Frau Wimmer antwortet nicht, sie umklammert ihren Müllsack.

Schwester Olga seufzt wieder. »Wir sind jetzt ein braves Mädchen, Frau Wimmer, und geben den Ball her. Bitte.«

Frau Wimmer klammert, Schwester Olga macht einen großen Schritt über das Packpapier und geht auf sie zu, Frau Wimmer startet die Nummer mit der Hyperventilation.

Fiep, fiep, macht sie und drückt ihr Gesicht in den Müllsack, fiep, fiep.

»Ist ja gut, ist ja gut.« Schwester Olga hat Frau Wimmer erreicht und legt ihr sanft die Hand auf den Kopf. »Tief durchatmen, ganz tief durchatmen.« Die Hand fährt streichelnd über Frau Wimmers Haar, es ist weiß und fein und nicht mehr besonders dicht, man kann die Kopfhaut sehen. »Frau Wimmer«, sagt Schwester Olga streichelnd, »Sie müssen jetzt bitte den Ball hergeben, sonst können wir nicht weitermachen.«

Fiep, fiep.

»Und wir wollen doch weitermachen, nicht wahr? Wir haben doch immer so viel Spaß mit dem Ball«, streichel, »und deswegen brauchen wir ihn, den Ball, Frau Wimmer. Er gehört nicht nur Ihnen, er gehört Ihnen und uns. Uns allen gemeinsam, er ist ein Gemeinschaftsball. Er ist unser gemeinschaftlicher Kreativball, und ohne den Kreativball können wir nicht gemeinsam Spaß haben und …

»Jetzt gib schon den scheiß Ball her, du verdammte Psychotussi!«

Karlotta ist der Geduldsfaden gerissen. Sie steht mit einem Ruck auf und schlurft im Turbotempo zu Frau Wimmer. Sie schiebt Schwester Olga beiseite und greift nach dem Müllsack.

Fiiieeeep!

Sie reißt den Müllsack aus Frau Wimmers Umklammerung, sie reißt das Zugband auf, sie nimmt den Ball aus dem Müllsack, sie stopft den Sack zurück zwischen Frau Wimmers Arme und schlurft zügig zurück auf ihren Platz.

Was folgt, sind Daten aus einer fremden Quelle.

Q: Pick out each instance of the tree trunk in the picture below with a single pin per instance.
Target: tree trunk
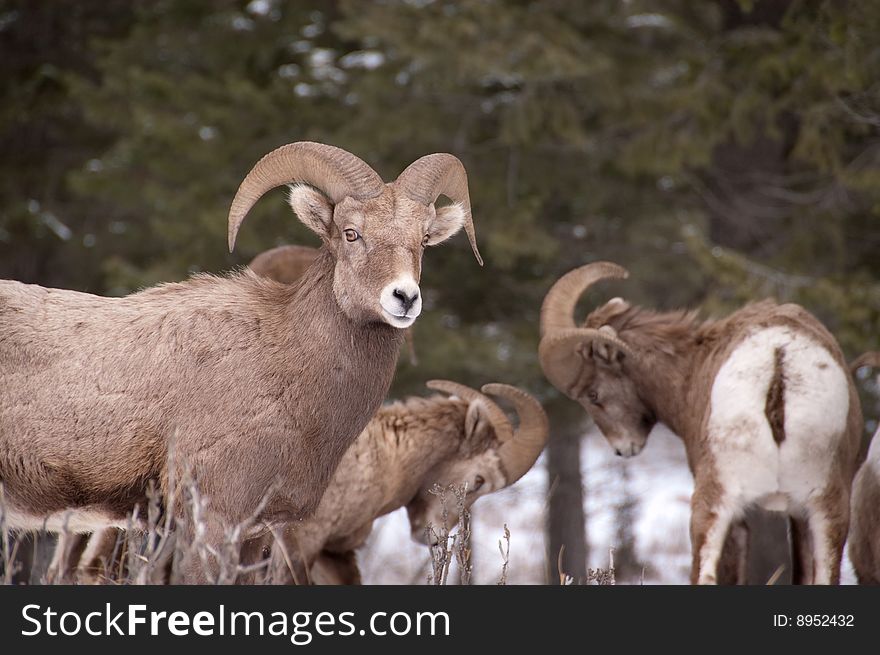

»Aber …« Schwester Olga starrt Karlotta entgeistert nach, dann dreht sie den Kopf zu Frau Wimmer, die jetzt wahrscheinlich gleich vom Klappstuhl kippen wird wie ein hyperventilierendes Eichhörnchen vom Baum. Ich zähle einundzwanzig, zweiundzwanzig, nichts. Frau Wimmer ist ganz ruhig. Sie macht ganz ruhig eine Schleife in das aufgerissene Zugband, dann zeigt sie auf das Packpapier und sagt: »Ich weiß, welcher Spruch das ist.«

»Ja?« Schwester Olga ist immer noch total entgeistert.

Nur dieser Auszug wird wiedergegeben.